Der Bardengau ist eine historische Landschaft, die sich im Mittelalter in etwa über das Gebiet der heutigen Landkreise Lüneburg und Uelzen sowie die angrenzenden Teile der Landkreise Harburg, Lüchow-Dannenberg und des Heidekreises erstreckte. Hauptort war vermutlich Bardowick. Mit der Alten Salzstraße von Lüneburg nach Lübeck und ihrem Elbübergang bei Artlenburg und der gegenüberliegenden Ertheneburg führte ein bedeutender mittelalterlicher Verkehrsweg vom Bardengau in den Ostseeraum.
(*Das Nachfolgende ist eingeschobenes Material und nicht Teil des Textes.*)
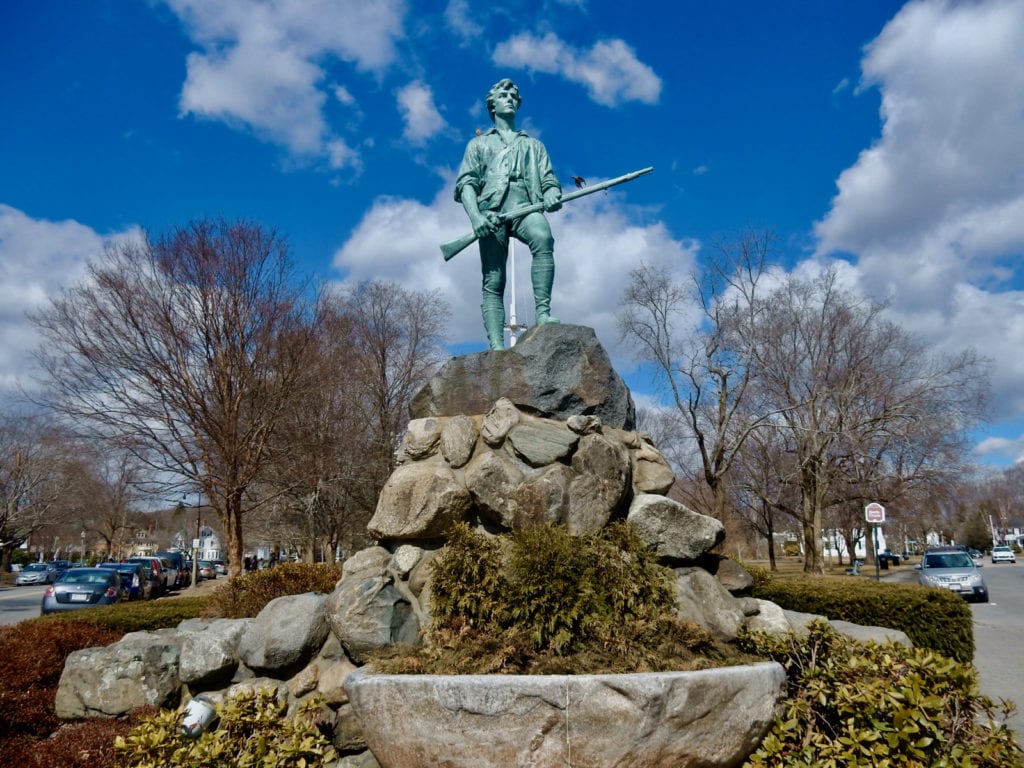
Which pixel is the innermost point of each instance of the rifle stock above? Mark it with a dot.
(453, 247)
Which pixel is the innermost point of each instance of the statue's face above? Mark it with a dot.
(503, 98)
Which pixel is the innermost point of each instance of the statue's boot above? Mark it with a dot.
(494, 321)
(542, 274)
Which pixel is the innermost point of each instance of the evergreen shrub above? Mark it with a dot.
(541, 600)
(933, 619)
(253, 729)
(137, 615)
(882, 706)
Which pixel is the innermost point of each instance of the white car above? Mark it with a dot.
(1003, 554)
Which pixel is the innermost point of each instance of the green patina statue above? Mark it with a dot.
(503, 170)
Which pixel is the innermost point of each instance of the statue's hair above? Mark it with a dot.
(498, 86)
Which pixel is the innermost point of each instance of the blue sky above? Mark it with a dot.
(888, 135)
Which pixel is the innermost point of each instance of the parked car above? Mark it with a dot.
(180, 569)
(82, 588)
(1003, 554)
(888, 558)
(206, 569)
(38, 572)
(133, 579)
(952, 568)
(156, 571)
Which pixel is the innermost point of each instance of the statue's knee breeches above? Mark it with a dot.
(536, 232)
(494, 255)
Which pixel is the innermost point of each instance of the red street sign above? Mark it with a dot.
(875, 512)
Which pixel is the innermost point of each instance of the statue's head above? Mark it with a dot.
(502, 85)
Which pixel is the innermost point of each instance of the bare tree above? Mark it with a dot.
(36, 479)
(854, 390)
(694, 337)
(378, 344)
(184, 351)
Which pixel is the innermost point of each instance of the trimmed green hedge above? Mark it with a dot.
(136, 615)
(932, 619)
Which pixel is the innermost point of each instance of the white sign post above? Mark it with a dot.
(875, 513)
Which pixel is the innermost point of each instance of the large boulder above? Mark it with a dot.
(711, 718)
(555, 371)
(675, 532)
(139, 670)
(421, 500)
(210, 649)
(286, 634)
(367, 610)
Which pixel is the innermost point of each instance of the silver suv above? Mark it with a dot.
(952, 568)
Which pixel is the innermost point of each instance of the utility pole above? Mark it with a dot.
(196, 545)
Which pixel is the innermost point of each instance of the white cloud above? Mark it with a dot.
(609, 71)
(596, 246)
(260, 64)
(934, 210)
(37, 259)
(416, 103)
(459, 17)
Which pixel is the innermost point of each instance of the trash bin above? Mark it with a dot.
(200, 715)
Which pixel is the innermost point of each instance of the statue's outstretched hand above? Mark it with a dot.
(486, 223)
(552, 200)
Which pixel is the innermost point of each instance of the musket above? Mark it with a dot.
(451, 248)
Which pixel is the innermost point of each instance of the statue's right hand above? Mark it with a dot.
(486, 224)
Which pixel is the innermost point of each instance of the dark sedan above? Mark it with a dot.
(82, 588)
(133, 579)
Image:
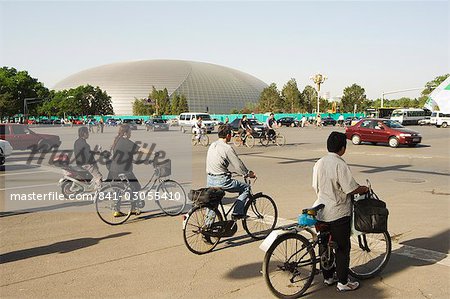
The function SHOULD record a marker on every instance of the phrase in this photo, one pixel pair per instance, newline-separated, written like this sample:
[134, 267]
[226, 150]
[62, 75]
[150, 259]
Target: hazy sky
[382, 46]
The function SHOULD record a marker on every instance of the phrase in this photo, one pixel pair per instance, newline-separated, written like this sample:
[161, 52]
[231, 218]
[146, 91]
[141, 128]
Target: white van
[440, 119]
[187, 120]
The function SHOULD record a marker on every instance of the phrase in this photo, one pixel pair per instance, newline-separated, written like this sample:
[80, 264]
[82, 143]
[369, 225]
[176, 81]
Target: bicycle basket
[163, 168]
[206, 195]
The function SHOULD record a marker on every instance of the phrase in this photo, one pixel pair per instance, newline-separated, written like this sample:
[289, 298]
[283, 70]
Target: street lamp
[318, 80]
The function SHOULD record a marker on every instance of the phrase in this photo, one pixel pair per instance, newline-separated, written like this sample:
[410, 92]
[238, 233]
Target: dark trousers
[340, 233]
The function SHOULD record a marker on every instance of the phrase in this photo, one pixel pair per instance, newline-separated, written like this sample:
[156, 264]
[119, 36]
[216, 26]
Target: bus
[410, 116]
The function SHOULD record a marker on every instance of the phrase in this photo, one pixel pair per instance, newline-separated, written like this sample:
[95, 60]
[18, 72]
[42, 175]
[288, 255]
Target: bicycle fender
[273, 236]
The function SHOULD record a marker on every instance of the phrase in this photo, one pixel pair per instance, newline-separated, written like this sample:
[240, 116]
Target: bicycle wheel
[113, 204]
[250, 141]
[289, 266]
[369, 254]
[198, 220]
[172, 198]
[280, 140]
[194, 140]
[237, 141]
[262, 216]
[204, 140]
[264, 141]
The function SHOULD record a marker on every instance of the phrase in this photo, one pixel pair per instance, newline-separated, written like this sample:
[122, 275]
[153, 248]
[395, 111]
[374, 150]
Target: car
[379, 130]
[425, 121]
[254, 124]
[21, 138]
[131, 122]
[187, 120]
[156, 124]
[288, 122]
[5, 150]
[328, 121]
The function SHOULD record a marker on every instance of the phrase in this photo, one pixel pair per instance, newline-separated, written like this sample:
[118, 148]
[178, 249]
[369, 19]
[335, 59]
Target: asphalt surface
[62, 249]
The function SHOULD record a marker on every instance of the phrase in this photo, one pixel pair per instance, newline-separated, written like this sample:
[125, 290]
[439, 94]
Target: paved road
[64, 250]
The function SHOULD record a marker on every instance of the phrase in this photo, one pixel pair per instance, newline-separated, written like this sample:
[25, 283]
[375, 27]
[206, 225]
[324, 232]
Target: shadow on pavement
[59, 247]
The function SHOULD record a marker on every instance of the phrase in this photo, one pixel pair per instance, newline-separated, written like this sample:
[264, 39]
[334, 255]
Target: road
[62, 249]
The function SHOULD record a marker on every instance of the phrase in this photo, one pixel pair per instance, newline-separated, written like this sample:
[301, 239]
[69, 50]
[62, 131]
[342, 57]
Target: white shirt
[333, 182]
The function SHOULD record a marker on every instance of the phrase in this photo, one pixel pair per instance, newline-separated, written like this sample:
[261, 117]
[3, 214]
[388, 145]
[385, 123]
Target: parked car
[254, 124]
[5, 150]
[21, 137]
[131, 122]
[377, 130]
[187, 120]
[327, 121]
[425, 121]
[156, 124]
[288, 122]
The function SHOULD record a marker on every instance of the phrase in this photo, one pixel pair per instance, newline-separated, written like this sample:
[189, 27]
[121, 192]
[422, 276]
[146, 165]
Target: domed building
[207, 87]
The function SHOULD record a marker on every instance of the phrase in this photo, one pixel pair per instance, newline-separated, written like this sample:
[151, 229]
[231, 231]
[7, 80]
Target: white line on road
[28, 186]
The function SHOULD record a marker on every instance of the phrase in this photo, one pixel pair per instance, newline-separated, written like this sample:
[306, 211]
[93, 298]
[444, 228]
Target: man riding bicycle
[220, 156]
[270, 125]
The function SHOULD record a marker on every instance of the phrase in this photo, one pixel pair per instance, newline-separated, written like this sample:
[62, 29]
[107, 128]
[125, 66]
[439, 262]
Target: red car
[21, 137]
[382, 131]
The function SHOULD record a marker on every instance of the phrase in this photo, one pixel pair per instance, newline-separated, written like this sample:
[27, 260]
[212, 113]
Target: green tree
[308, 99]
[15, 86]
[291, 96]
[431, 85]
[142, 107]
[270, 99]
[354, 94]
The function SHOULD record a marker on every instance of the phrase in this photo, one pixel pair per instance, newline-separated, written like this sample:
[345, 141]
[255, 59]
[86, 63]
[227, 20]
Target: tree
[83, 100]
[309, 98]
[291, 95]
[142, 107]
[15, 86]
[431, 85]
[354, 94]
[270, 99]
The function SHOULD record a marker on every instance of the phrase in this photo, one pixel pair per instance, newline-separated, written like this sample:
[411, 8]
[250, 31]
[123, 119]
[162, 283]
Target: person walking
[334, 185]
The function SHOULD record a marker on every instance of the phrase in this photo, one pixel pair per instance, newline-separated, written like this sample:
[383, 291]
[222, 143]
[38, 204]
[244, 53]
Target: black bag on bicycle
[206, 195]
[370, 214]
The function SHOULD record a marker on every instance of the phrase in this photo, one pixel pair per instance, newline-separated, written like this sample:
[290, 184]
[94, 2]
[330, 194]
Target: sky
[380, 45]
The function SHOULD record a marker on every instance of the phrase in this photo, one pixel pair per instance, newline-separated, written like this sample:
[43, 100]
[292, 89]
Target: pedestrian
[334, 185]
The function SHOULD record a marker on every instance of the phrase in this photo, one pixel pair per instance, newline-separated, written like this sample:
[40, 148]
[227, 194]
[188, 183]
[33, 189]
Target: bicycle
[204, 225]
[117, 197]
[201, 138]
[244, 138]
[292, 257]
[276, 138]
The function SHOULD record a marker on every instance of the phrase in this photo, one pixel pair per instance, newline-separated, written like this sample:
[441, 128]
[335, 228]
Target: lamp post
[318, 79]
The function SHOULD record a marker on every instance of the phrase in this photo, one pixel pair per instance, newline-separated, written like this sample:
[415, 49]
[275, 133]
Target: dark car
[21, 137]
[156, 124]
[328, 121]
[378, 130]
[254, 124]
[288, 122]
[131, 122]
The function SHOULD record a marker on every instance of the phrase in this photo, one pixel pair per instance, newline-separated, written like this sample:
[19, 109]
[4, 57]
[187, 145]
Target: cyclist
[84, 157]
[270, 125]
[199, 128]
[334, 186]
[220, 156]
[244, 128]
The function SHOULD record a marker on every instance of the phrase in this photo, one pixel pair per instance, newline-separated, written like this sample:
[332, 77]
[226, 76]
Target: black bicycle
[204, 225]
[290, 261]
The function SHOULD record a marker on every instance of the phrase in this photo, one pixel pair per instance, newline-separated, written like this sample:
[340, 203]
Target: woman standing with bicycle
[334, 186]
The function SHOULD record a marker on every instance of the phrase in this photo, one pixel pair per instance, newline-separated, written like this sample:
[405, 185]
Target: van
[187, 120]
[440, 119]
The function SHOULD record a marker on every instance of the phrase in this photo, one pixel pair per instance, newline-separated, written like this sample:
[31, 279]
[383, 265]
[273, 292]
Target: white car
[5, 150]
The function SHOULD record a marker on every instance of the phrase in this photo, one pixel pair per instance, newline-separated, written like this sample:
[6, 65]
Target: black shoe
[238, 216]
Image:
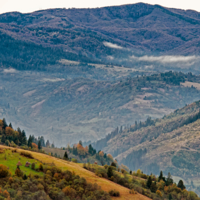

Nach älterer Auffassung handelte es sich beim Bardengau um eine Gaugrafschaft und damit um einen Verwaltungsbezirk. Danach teilte sich der Bardengau in 7 Gogerichte auf: dazu gehörten Ebstorf, Schmarphe oder Munster, Bertensen, Oldenbrügge oder Modestorp, Barskamp und Dahlenburg oder Wibeck. Und teilte sich auch in 13 Haupt- und Landgerichte auf: dazu gehörten Amelinghausen, Acht Ramelsloh, Pattensen, Neuland, Masch, Bardowick, Artlenburg, Bleckede, Bleckeder Marsch, das Gericht der Bruchdörfer, Land Ülzen, Land Bodenteich und Gericht Suderburg. Die meisten angeführten Gerichte werden ehemals vermutlich auch Gohe gewesen sein, weil es im alten Sachsenland ursprünglich keine Gegend gab, die nicht in Gohe eingeteilt war.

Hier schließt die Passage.